I am writing some tests that take some TOML input. One of the fields in the TOML is a path. The issue is that TOML considers \X to be a unicode escape, and so Windows paths don't work. I am currently doing something like this:
let config = format!(
r#"
path = {:?}
"#,
path
);
which abuses the fact that debug print:
includes ""s
turns \ into \\
This works, but feels kind of gross. Does anyone have any advice for doing this in a better way? Thanks!
(There are more keys and values than just path, hence the raw string, I've elided those parts as they're not that important.)
This is testing some code that uses a proper deserializer; I think the test works a bit better by having the raw values, because if we used a serializer here, then we're just testing a round trip, rather than the behavior.

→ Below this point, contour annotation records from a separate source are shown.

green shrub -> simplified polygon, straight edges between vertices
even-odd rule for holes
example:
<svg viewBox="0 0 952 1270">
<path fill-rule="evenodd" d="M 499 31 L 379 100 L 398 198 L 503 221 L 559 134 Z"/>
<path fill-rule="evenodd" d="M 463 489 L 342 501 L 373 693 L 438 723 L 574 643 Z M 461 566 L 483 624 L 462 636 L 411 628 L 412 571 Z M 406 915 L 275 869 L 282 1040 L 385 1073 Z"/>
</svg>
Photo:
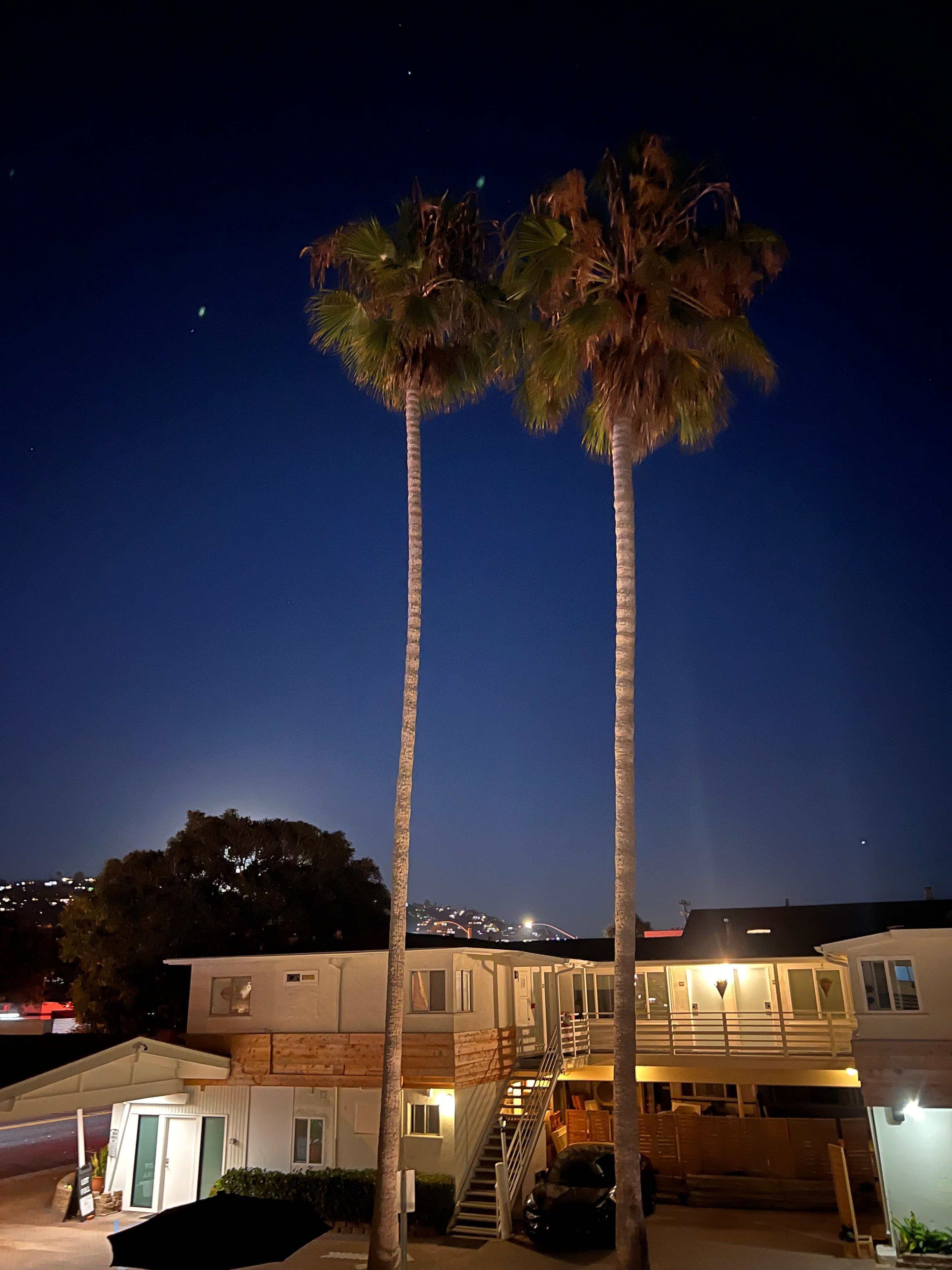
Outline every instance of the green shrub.
<svg viewBox="0 0 952 1270">
<path fill-rule="evenodd" d="M 894 1222 L 900 1252 L 952 1252 L 952 1231 L 930 1231 L 915 1213 Z"/>
<path fill-rule="evenodd" d="M 325 1222 L 369 1224 L 373 1215 L 376 1168 L 319 1168 L 279 1173 L 267 1168 L 230 1168 L 212 1187 L 212 1195 L 248 1195 L 312 1204 Z M 449 1173 L 416 1175 L 416 1212 L 410 1228 L 446 1232 L 456 1205 L 456 1185 Z"/>
</svg>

If you don't want to write test data by hand but don't trust your serializer, you can use snapshot tests (e.g. insta). Serialize the data using your serializer, confirm that the result is valid, and tests will alert you if the serializer's behavior changes in the future.
You could use escape_default which uses escaping that is almost compatible with TOML's escape sequences. You'll need to do a little more work if you want to support paths containing non-ASCII characters.

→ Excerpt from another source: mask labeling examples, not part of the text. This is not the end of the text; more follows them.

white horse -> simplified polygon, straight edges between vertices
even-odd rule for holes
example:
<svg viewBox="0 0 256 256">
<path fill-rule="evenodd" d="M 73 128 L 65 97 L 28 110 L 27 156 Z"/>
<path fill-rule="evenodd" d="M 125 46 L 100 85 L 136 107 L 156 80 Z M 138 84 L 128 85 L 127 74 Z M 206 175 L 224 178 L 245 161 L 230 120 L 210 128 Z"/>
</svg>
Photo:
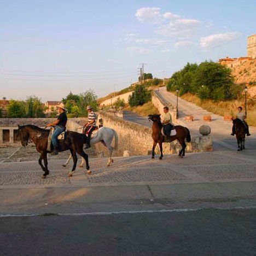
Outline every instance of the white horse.
<svg viewBox="0 0 256 256">
<path fill-rule="evenodd" d="M 112 147 L 111 144 L 113 139 L 115 137 L 115 146 Z M 118 148 L 118 136 L 117 132 L 108 127 L 101 127 L 98 131 L 94 134 L 92 133 L 91 138 L 91 144 L 96 144 L 98 142 L 101 142 L 108 150 L 109 157 L 107 166 L 109 166 L 110 162 L 114 162 L 114 160 L 112 158 L 113 149 L 117 149 Z M 70 160 L 72 158 L 71 154 L 68 158 L 67 161 L 62 165 L 62 166 L 66 167 L 69 162 Z M 82 167 L 84 166 L 85 160 L 83 158 L 82 158 L 82 162 L 80 164 L 79 167 Z"/>
</svg>

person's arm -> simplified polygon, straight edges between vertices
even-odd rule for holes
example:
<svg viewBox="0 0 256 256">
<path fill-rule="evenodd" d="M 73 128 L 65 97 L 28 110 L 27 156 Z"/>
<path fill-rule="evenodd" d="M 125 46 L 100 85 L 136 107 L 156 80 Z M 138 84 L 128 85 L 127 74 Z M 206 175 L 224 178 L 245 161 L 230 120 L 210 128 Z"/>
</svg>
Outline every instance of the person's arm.
<svg viewBox="0 0 256 256">
<path fill-rule="evenodd" d="M 59 123 L 60 123 L 60 119 L 57 119 L 56 121 L 54 121 L 54 122 L 51 123 L 51 124 L 47 124 L 46 126 L 47 127 L 54 126 L 55 125 L 57 125 Z"/>
</svg>

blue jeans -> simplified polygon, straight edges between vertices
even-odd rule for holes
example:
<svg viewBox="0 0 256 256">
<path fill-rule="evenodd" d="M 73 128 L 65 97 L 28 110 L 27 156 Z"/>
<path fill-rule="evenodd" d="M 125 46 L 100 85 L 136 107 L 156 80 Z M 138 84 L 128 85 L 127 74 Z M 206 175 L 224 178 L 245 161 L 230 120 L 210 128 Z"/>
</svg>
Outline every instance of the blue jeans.
<svg viewBox="0 0 256 256">
<path fill-rule="evenodd" d="M 63 127 L 58 126 L 56 125 L 55 126 L 55 130 L 51 135 L 51 142 L 53 142 L 53 146 L 56 148 L 58 146 L 57 138 L 59 135 L 63 132 L 65 130 L 65 128 Z"/>
</svg>

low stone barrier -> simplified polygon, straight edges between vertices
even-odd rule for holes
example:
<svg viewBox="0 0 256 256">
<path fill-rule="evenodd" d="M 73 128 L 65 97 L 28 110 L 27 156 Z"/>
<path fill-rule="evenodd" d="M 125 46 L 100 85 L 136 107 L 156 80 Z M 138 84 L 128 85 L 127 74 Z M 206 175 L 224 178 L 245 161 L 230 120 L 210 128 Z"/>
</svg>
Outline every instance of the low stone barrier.
<svg viewBox="0 0 256 256">
<path fill-rule="evenodd" d="M 130 155 L 151 154 L 153 141 L 152 129 L 144 125 L 124 120 L 110 113 L 100 112 L 98 120 L 102 119 L 103 126 L 115 130 L 119 137 L 118 149 L 114 155 L 123 156 L 124 152 L 129 150 Z M 187 143 L 188 153 L 212 151 L 211 136 L 199 136 L 192 138 L 191 142 Z M 100 146 L 101 147 L 101 146 Z M 181 147 L 178 141 L 163 144 L 163 152 L 165 154 L 178 153 Z M 102 147 L 101 147 L 102 150 Z M 100 149 L 98 148 L 97 151 Z M 156 154 L 160 154 L 159 147 L 155 149 Z"/>
</svg>

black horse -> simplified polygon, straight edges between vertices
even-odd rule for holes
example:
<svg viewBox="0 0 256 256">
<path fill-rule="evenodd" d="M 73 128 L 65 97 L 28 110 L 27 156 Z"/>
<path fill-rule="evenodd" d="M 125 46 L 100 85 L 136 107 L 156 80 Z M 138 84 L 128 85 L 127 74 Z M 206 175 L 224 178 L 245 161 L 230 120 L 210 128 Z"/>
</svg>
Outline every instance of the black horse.
<svg viewBox="0 0 256 256">
<path fill-rule="evenodd" d="M 235 126 L 235 134 L 237 140 L 237 151 L 242 150 L 245 149 L 245 136 L 247 129 L 239 118 L 233 119 L 233 124 Z"/>
<path fill-rule="evenodd" d="M 35 125 L 18 125 L 18 131 L 20 136 L 21 144 L 24 147 L 27 146 L 30 140 L 32 141 L 36 144 L 37 150 L 40 153 L 40 158 L 38 163 L 40 165 L 44 173 L 42 178 L 46 178 L 49 174 L 48 167 L 47 153 L 53 151 L 53 147 L 51 145 L 51 150 L 48 150 L 48 139 L 50 130 L 40 128 Z M 77 153 L 84 158 L 86 164 L 87 173 L 90 174 L 91 171 L 88 161 L 88 155 L 85 154 L 83 150 L 84 143 L 86 142 L 86 138 L 81 133 L 73 131 L 67 131 L 65 139 L 59 141 L 59 151 L 63 152 L 69 150 L 72 155 L 74 164 L 73 168 L 68 173 L 68 176 L 71 177 L 74 173 L 77 162 Z M 44 160 L 44 166 L 42 161 Z"/>
</svg>

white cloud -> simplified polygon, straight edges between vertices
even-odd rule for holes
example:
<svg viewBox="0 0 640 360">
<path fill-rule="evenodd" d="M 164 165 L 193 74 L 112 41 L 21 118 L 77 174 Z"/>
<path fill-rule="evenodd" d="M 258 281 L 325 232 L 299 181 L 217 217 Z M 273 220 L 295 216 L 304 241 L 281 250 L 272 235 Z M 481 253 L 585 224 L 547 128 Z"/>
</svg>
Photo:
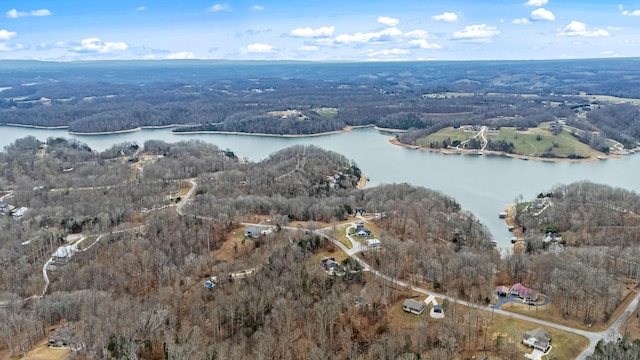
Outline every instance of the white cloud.
<svg viewBox="0 0 640 360">
<path fill-rule="evenodd" d="M 549 0 L 529 0 L 524 3 L 524 6 L 542 6 L 546 5 L 548 2 Z"/>
<path fill-rule="evenodd" d="M 196 56 L 193 55 L 191 51 L 181 51 L 177 53 L 169 54 L 165 57 L 167 60 L 184 60 L 184 59 L 195 59 Z"/>
<path fill-rule="evenodd" d="M 249 44 L 246 47 L 240 49 L 240 52 L 243 54 L 260 54 L 260 53 L 270 53 L 276 49 L 275 46 L 263 43 L 253 43 Z"/>
<path fill-rule="evenodd" d="M 455 13 L 445 12 L 440 15 L 433 15 L 431 17 L 435 21 L 444 21 L 444 22 L 456 22 L 458 21 L 458 15 Z"/>
<path fill-rule="evenodd" d="M 556 16 L 545 8 L 538 8 L 531 12 L 531 20 L 553 21 Z"/>
<path fill-rule="evenodd" d="M 487 26 L 487 24 L 469 25 L 464 29 L 453 33 L 453 39 L 466 40 L 474 42 L 491 42 L 491 38 L 500 34 L 494 26 Z"/>
<path fill-rule="evenodd" d="M 6 15 L 8 18 L 17 19 L 19 17 L 26 16 L 49 16 L 51 15 L 51 11 L 49 11 L 48 9 L 37 9 L 31 11 L 18 11 L 16 9 L 11 9 L 6 12 Z"/>
<path fill-rule="evenodd" d="M 72 46 L 71 51 L 77 53 L 111 53 L 127 50 L 129 45 L 119 41 L 102 41 L 99 38 L 83 39 L 79 45 Z"/>
<path fill-rule="evenodd" d="M 333 26 L 322 26 L 317 29 L 310 27 L 297 28 L 289 31 L 289 35 L 295 37 L 329 37 L 336 30 Z"/>
<path fill-rule="evenodd" d="M 378 57 L 378 56 L 383 56 L 383 57 L 397 57 L 397 56 L 401 56 L 401 55 L 409 55 L 411 52 L 407 49 L 383 49 L 380 51 L 373 51 L 373 50 L 367 50 L 365 51 L 364 55 L 369 56 L 369 57 Z"/>
<path fill-rule="evenodd" d="M 417 29 L 417 30 L 412 30 L 409 31 L 407 33 L 404 33 L 405 37 L 408 38 L 413 38 L 413 39 L 433 39 L 435 38 L 435 36 L 429 34 L 428 32 L 421 30 L 421 29 Z"/>
<path fill-rule="evenodd" d="M 589 30 L 587 24 L 580 21 L 572 21 L 564 29 L 558 31 L 557 36 L 581 36 L 581 37 L 607 37 L 609 32 L 603 29 Z"/>
<path fill-rule="evenodd" d="M 207 8 L 207 12 L 218 12 L 218 11 L 224 11 L 229 9 L 230 9 L 229 5 L 227 4 L 215 4 L 210 8 Z"/>
<path fill-rule="evenodd" d="M 419 47 L 421 49 L 429 49 L 429 50 L 442 49 L 442 46 L 436 43 L 430 43 L 426 39 L 411 40 L 409 41 L 409 44 L 415 47 Z"/>
<path fill-rule="evenodd" d="M 24 49 L 20 43 L 0 43 L 0 51 L 17 51 Z"/>
<path fill-rule="evenodd" d="M 390 27 L 378 32 L 358 32 L 353 35 L 341 34 L 336 36 L 336 38 L 333 39 L 333 42 L 339 44 L 366 44 L 371 42 L 390 41 L 392 38 L 399 38 L 401 36 L 402 31 L 397 28 Z"/>
<path fill-rule="evenodd" d="M 0 40 L 10 40 L 12 37 L 18 35 L 15 31 L 7 31 L 5 29 L 0 30 Z"/>
<path fill-rule="evenodd" d="M 400 20 L 390 18 L 388 16 L 378 16 L 378 22 L 382 25 L 397 26 L 400 23 Z"/>
</svg>

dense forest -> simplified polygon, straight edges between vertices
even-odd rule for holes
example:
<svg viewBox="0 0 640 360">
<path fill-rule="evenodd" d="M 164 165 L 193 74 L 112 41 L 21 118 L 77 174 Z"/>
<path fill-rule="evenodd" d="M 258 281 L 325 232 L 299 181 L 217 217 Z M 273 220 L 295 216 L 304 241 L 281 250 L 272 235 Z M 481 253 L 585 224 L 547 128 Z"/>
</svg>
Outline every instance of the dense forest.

You should also just be able to use forward slashes. All of the WIN32 file handling functions accept forward slashes. IIRC it's cmd.exe that doesn't like forward slashes, so this won't work if you're using those paths with a system-like call that invokes cmd but otherwise they should work fine.
Come to think of it, if you want to escape arbitrary strings for TOML (e.g. both WIndows paths and Linux ones) it would be simple enough to write your own escape code based on the TOML table above. Something like:
fn toml_escape(path_str: &str) -> String {
let mut escaped = String::with_capacity(path_str.len());
for char in path_str.chars() {
match char {
'\u{08}' => escaped.push_str(r"\b"),
'\t' => escaped.push_str(r"\t"),
'\n' => escaped.push_str(r"\n"),
'\u{0C}' => escaped.push_str(r"\f"),
'\r' => escaped.push_str(r"\r"),
'"' => escaped.push_str(r#"\""#),
'\\' => escaped.push_str(r"\\"),
c if c <= '\u{1f}' => {
let hex = to_hex(c as u8);
escaped.push_str(r"\u00");
escaped.push(hex[0] as char);
escaped.push(hex[1] as char);
},
c => escaped.push(c)
}
}
escaped
}
fn to_hex(n: u8) -> [u8;2] {
let digits = b"0123456789ABCDEF";
[
digits[(n >> 4) as usize],
digits[(n & 0xF) as usize]
]
}
That's pretty off-the-cuff so doubtless it could be written more efficiently. Especially if you were to write directly to the formatter.